CIMB Group Holdings Bhd - No Concerns Ahead

kiasutrader
Publish date: Fri, 02 Feb 2018, 09:37 AM

Following a meeting with management, we raised our TP to RM6.80 with MARKET PERFORM call maintained. We see no significant surprises over the horizon with the Group on track to meet its FY17 targets.

At management meeting yesterday, it was highlighted that its FY17 target is achievable with no major issues arising. To recap, earlier this year, the Group had set out its FY17 targets; (i) ROE at 9.5%, (ii) Loans growth at 7%, (iii) Credit costs of between 60bps to 65bps, and (iv) Cost to Income ratio of ~53%. However, management highlighted moderate loans ahead with NIM compression likely looming.

FY17E loans target achievable. CIMB guided for overall loans growth of ~7% (as targeted previously) coming from the resilient domestic market coupled with improvement in Thailand and a stable Niaga. Although the expected corporate demand in 4Q17 did not materialise, resilient demand from mortgages will support the ~7% loans target with Indonesia loans driven by demand from corporates and retail. Overall for the Group, management expects corporate and business loans to pick up, propelling FY18 loans to mid-to-high single digits but likely offset by slowdown from retail. Boost in corporate loans are expected to be supported by Niaga’s participation into Indonesia’s infrastructure projects with mortgages and credit cards expansion driving Niaga’s growth in 2018.
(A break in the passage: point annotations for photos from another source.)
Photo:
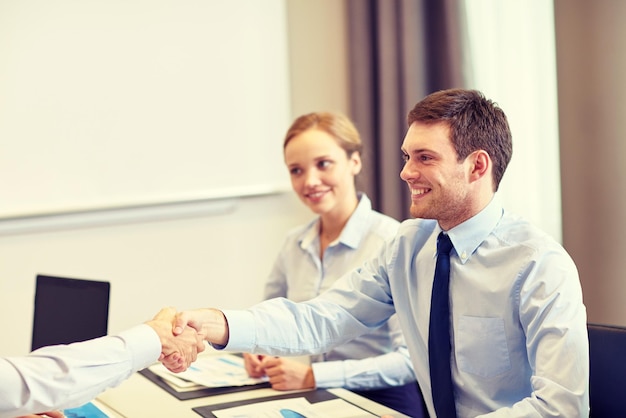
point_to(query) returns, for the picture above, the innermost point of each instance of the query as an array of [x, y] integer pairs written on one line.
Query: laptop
[[69, 310]]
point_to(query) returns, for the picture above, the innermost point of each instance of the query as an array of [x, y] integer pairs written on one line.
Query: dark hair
[[476, 123], [337, 125]]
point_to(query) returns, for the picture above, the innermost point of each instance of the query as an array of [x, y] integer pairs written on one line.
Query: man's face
[[438, 182]]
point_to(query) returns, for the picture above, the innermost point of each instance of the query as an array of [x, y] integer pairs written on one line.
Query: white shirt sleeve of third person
[[66, 376]]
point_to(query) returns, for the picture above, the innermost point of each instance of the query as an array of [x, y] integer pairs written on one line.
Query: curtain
[[400, 51]]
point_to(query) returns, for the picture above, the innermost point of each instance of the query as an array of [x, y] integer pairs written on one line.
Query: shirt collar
[[467, 236], [352, 233]]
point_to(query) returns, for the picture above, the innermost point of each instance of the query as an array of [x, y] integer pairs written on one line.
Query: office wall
[[591, 62], [212, 254]]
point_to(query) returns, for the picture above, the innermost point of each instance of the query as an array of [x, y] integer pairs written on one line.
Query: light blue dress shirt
[[67, 376], [375, 360], [519, 335]]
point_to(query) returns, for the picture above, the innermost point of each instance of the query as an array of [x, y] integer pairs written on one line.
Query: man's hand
[[252, 364], [286, 374], [177, 351], [210, 323]]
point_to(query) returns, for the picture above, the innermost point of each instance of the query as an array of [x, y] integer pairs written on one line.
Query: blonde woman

Downside pressure on NIMs expected for FY18. While flattish NIMs are expected for 2017, management guided for compression in FY18. The OPR hike is unlikely to impact much in the domestic market due to the lag in deposits repricing (expected within two quarters). Niaga’s NIMs is expected to come down for FY18 but Thailand is expected to improve as deposit taking activities are over with Liquidity Coverage Ratio (LCR) requirements achieved. Overall, management expects cost of funding to be stable in Malaysia/Indonesia due to NSFR and LCR achieving stipulated requirements. NIM compression is expected to come from its mortgage book as the interest spread is low.
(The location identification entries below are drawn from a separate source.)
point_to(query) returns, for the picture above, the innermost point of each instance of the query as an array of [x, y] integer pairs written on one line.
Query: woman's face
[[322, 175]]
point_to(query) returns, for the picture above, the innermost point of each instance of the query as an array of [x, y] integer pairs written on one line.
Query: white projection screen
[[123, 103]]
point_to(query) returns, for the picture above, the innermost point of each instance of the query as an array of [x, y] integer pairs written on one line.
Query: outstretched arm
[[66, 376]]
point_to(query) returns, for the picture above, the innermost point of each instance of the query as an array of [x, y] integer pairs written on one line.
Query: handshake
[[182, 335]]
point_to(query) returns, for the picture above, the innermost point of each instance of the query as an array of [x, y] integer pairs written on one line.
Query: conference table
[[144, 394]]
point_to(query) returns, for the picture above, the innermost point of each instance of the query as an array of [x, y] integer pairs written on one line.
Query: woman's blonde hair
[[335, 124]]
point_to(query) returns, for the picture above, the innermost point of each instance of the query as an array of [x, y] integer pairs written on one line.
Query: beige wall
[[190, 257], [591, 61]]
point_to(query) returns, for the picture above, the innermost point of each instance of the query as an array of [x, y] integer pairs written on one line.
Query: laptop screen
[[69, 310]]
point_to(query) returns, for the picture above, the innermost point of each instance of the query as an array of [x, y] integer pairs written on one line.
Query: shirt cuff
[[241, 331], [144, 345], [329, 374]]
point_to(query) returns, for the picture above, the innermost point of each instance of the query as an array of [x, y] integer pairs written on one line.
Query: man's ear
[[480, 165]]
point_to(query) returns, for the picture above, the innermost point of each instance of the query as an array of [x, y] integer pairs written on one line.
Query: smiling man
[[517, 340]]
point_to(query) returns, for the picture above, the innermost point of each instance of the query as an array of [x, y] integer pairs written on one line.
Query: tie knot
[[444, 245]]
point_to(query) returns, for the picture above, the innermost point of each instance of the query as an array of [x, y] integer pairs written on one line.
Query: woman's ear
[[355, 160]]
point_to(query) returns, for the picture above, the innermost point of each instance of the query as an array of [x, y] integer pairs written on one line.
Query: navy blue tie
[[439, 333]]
Asset quality satisfactory. Overall asset quality is stable with no concerns from Malaysia and Indonesia. For domestic operations, management is satisfied with asset quality on the mortgages and SME’s/Corporate’s front with its mortgage portfolio being more residential driven, allaying risk concerns. Indonesia credit cost is expected to be ~200bps as provisioning is lower than expected. Management also reiterated that its expectations of a reduction of 50bps in CET1 for FY18 as regulatory reserves will be utilised to offset the increase in provisions with credit costs in FY18 unlikely to veer much off from the FY17 expected credit costs of 60-65bps.

Forecasts. No change to our FY17E earnings as we render existing assumptions to be conservative and within guidance but slight change for FY18E earnings to RM4.59b (+0.2%). Our FY17E/FY18E assumptions are; (i) ROE at 9.1%/8.9% (both unchanged), (ii) Loans at 6.7%/7% (from 6.7%), (iii) Credit charge at 65bps/72bps (both unchanged), and (iv) flattish NIMs for both FY17E/FY18E (unchanged)

Valuation & recommendation. Our TP is now at RM6.80 (from RM6.75) based on a FY18E PB/PE of 1.17x/13.3x (previously GGM of RM6.75 based on its 5-year average P/BV 1.09x (with a 0.5SD below mean). The higher PB is to reflect the headwinds on asset quality receding with post MFRS9 credit charge likely lower than expected. Despite the demanding valuations, we maintain our MARKET PERFORM call as returns are within definition.